Sissel Tolaas was born in 1963 in Stavanger, Norway and is based in Berlin. Tolaas has a background in chemistry, mathematics, linguistics, languages and art; she studied at the universities of Oslo, Warsaw, Moscow, St. Petersburg and Oxford.

Research on smell 
Tolaas researches diverse aspects relating to scents. She first started researching its importance in 1990 through art and design along other fields. At that time, she developed a "smell archive" in over 7,000 airtight jars. In January 2004 Tolaas established the Smell Research Lab Berlin for smell and communication / language, supported by IFF International Flavours and Fragrances. Her research has won recognition through numerous national and international scholarships, honours, and prizes including the 2014 CEW, New York award for chemistry & innovation; 2009 Rouse Foundation Award from Harvard University GSD; an honorary mention at the 2010 ArsElectronica in Linz, Austria; and the 2010-2011-2012-2014 Synthetic Biology / Synthetic Aesthetics Award from Stanford and Edinburgh Universities including a residency at Harvard Medical School. Tolaas founded the Institute of Functional Smells in 2010 (i.e. health, education, well-being) and in 2016 became a founding member of Future of Education, a collaboration with the Nanyang Technical University Singapore and The Future Education Platform, Berlin.

Cooperation

She works with numerous companies and institutions; participates in colloquiums and conferences internationally. Her projects and research have been presented in institutions such as TED Global, US; Interactive Africa/Design Indaba, South Africa; What Design Can Do, Holland and Brazil; World Science Festival, New York; World Congress of Synthetic Biology, Stanford University; Documenta 13, Kassel Germany; MOMA New York; MOMA San Francisco; Fondation Cartier, Paris; Serpentine Gallery, London; Hamburger Bahnhof, Berlin; Tate Gallery, Liverpool; Venice Biennale; Kochi Biennale; Liverpool Biennale; Sao Paulo Biennale; National Art Museum of China Beijing; Cooper-Hewitt Museum, New York, Minsheng Art Museum, Shanghai; Art Institute of Chicago; Architecture Biennale 2015, Shanghai; Time Museum Guangzhou, Edinburgh International Fashion Festival 2012, Louisiana Museum, Denmark.

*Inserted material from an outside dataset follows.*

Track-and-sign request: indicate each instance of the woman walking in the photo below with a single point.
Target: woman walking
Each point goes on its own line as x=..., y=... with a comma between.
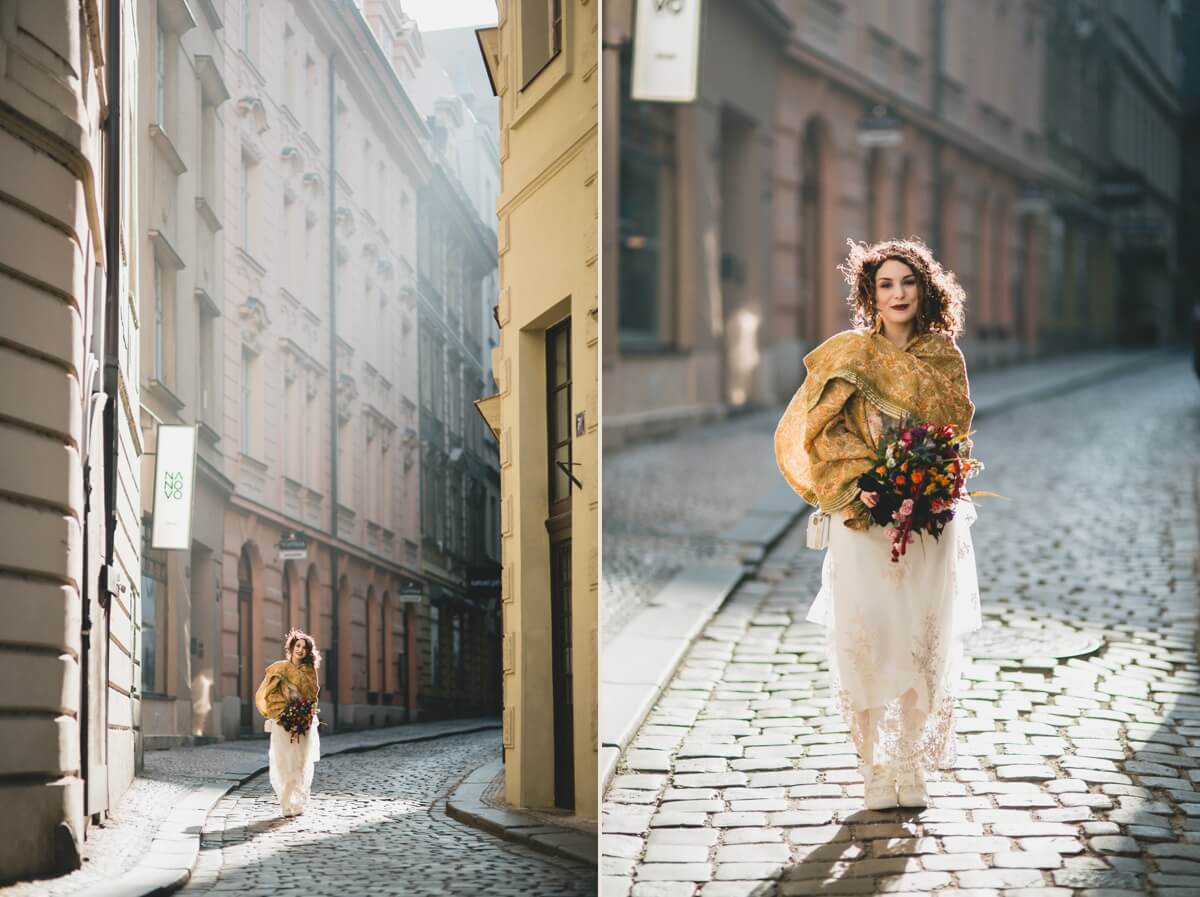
x=894, y=627
x=287, y=693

She has had engagements with many universities around the world. These include MIT; Harvard University; Liverpool University; Oslo University; Moscow State University; Stanford University; TU, Berlin; Toronto University; Lund University; Edinburgh University; Bangkok University; Hong Kong University; University of Michigan; Pasadena Art Centre; Cape Town University; Koc University Istanbul; Brown University; RCA, London; Aalto University, Helsinki; Hong Kong Polytechnic University; Montreal University; Princeton University; Yale University; Humboldt University, Berlin; Tsinghua University, Beijing; Columbia University, New York; Parsons The New School For Design, New York; Aalto University, Helsinki; Vienna University; Oxford University; Montreal University; Princeton University; Yale University; Strelka Institute, Moscow; Polytechnic University, Moscow; London School of Economics; Design Academy Eindhoven, Netherlands.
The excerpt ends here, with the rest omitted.